Wir sind umgeben von Dingen, jener unsichtbaren Materie, die uns im Stillen beherrscht, während wir sie zu beherrschen glauben. Und doch verschwinden die Dinge fast im Rauschen des Alltags.

Wir sind umgeben von Dingen, jener unsichtbaren Materie, die uns im Stillen beherrscht, während wir sie zu beherrschen glauben. Und doch verschwinden die Dinge fast im Rauschen des Alltags. Auch das Berliner Werkbund-Archiv, das einmal Museum der Alltagskultur hieß und sich dieser unsichtbaren Materie widmete, war die längste Zeit über nahezu unsichtbar wie der graue Alltag. 1973 aus der Designergilde des Werkbundes entstanden, hatte das Archiv kaum öffentliche Präsenz. Und auch als dem Archiv 1986 endlich Räume im Obergeschoß des Martin-Gropius-Baus bereitgestellt wurden, dämmerte das Archiv der Dinggeschichte eher im Dachstuhl vor sich hin, als daß es einen festen Platz im öffentlichen Bewußtsein innehatte. Es machte den liebenswerten Charme des Museums aus, daß es ein wenig wie ein verstaubter Speicher wirkte, den man selten genug betrat, um sich von der nostalgischen Aura der alten Gegenstände verzaubern zu lassen.

Dementsprechend glücklich ist man nun, daß alle Nostalgie der Vergangenheit angehört. Nach eineinhalb Jahren der umbaubedingten Schließung eröffnet das Werkbund-Archiv seine Räume jetzt neu. Es ist wirklich fast alles neu im neuen Werkbund-Archiv: Die Räume sind im Zuge der Umbauten im Haus renoviert, das Museum hat eine eigene Treppe bekommen und neue Räume. Das Museum wurde gründlich aus seinem Dornröschenschlaf geweckt - auch wenn man bis zur endgültigen Entscheidung über die Zukunft des Gropius-Baus keine Sicherheit über die Dauer des Wachens hat.

Die wichtigste Veränderung betrifft jedoch Ausrichtung und Konzept des Museums. Denn nicht nur die Räumlichkeiten, auch die Präsentationsform des Museums wurde facegeliftet.

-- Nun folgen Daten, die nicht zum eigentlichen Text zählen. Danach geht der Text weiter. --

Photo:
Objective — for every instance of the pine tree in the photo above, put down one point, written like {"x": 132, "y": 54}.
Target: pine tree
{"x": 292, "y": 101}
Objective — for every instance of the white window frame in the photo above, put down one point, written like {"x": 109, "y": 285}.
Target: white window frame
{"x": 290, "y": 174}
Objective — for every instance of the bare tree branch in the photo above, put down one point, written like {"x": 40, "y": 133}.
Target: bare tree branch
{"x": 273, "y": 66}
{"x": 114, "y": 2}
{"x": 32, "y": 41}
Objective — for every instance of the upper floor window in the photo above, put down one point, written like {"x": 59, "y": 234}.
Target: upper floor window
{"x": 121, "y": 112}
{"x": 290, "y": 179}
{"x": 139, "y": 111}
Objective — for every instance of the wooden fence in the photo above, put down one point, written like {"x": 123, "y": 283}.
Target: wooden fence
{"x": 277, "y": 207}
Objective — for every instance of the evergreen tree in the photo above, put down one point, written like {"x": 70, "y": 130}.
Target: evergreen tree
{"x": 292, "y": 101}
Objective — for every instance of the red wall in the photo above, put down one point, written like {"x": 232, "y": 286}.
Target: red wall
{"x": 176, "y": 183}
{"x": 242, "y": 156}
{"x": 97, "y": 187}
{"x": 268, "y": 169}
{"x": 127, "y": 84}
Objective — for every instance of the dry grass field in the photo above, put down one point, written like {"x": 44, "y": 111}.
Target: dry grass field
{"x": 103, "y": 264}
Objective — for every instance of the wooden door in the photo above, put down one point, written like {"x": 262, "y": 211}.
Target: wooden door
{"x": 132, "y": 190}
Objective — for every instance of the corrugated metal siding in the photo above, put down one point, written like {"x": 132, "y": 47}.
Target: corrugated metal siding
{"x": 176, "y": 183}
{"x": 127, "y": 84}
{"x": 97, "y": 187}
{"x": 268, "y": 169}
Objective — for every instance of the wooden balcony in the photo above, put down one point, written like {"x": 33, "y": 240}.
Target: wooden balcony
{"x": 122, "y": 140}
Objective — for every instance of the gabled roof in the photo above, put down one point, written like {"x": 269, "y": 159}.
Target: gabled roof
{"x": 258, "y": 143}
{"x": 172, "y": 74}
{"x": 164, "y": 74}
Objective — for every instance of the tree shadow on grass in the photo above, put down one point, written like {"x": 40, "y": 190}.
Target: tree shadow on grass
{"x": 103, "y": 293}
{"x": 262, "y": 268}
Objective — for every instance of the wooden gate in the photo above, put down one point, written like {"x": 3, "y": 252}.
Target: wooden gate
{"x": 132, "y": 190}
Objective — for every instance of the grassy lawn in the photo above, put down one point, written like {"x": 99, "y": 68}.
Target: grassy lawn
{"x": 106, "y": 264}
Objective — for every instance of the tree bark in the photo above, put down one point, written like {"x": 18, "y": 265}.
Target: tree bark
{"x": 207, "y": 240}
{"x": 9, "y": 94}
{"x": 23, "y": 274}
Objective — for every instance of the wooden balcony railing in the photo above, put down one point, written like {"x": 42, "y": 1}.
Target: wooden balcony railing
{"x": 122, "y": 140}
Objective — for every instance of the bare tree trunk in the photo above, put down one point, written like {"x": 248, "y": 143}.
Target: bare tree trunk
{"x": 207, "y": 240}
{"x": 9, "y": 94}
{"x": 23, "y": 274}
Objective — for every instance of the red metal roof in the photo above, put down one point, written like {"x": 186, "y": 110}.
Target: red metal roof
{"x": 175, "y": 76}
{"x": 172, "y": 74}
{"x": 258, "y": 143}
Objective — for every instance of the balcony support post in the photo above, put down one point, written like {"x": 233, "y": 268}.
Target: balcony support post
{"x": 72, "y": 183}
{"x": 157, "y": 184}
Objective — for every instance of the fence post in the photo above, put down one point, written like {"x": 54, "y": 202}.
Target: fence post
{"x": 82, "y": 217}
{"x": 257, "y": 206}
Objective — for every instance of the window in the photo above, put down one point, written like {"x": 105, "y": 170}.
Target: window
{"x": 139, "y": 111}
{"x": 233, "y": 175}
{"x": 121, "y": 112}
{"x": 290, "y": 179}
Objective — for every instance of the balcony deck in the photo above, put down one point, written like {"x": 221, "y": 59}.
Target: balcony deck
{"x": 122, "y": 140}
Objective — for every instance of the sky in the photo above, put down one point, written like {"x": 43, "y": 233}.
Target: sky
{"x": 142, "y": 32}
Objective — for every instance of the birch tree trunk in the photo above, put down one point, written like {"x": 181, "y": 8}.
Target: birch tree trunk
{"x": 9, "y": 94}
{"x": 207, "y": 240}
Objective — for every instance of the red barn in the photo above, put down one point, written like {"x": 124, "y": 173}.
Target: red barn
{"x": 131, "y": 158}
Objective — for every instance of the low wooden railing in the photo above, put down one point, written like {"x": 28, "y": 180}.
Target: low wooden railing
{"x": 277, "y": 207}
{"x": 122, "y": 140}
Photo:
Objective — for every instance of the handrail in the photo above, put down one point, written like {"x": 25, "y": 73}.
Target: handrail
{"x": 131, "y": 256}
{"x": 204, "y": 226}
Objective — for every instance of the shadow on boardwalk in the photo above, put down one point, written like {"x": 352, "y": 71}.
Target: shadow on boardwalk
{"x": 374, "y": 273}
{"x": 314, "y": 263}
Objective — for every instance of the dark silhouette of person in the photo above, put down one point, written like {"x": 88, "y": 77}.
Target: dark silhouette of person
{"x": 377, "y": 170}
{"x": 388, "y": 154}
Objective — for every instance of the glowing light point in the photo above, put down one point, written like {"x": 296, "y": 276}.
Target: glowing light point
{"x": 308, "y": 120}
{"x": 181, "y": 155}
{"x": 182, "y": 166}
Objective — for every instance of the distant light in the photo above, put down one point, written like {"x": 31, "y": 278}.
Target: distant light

Dafür steht programmatisch der neue Name des Werkbund-Archivs: Es nennt sich nun nicht mehr Museum der Alltagskultur, sondern Museum der Dinge. Das neugewidmete Museum der Dinge fühlt sich weniger der nostalgischen Nachstellung eines vergangenen Lebens verpflichtet - also einer Fiktion -, sondern der Ästhetik des Dings im allgemeinen. Diese versucht es durch ein neues Konzept zu vermitteln. Dieses Konzept ist in der Logik und Stringenz seiner Durchführung nicht nur einzigartig innovativ im Berliner Raum. Es entspricht durchaus dem state of the art der internationalen Forschung. Das Museum der Dinge ist, was sein museumspädagogisches Konzept anbelangt, eines der ersten Häuser am Platz.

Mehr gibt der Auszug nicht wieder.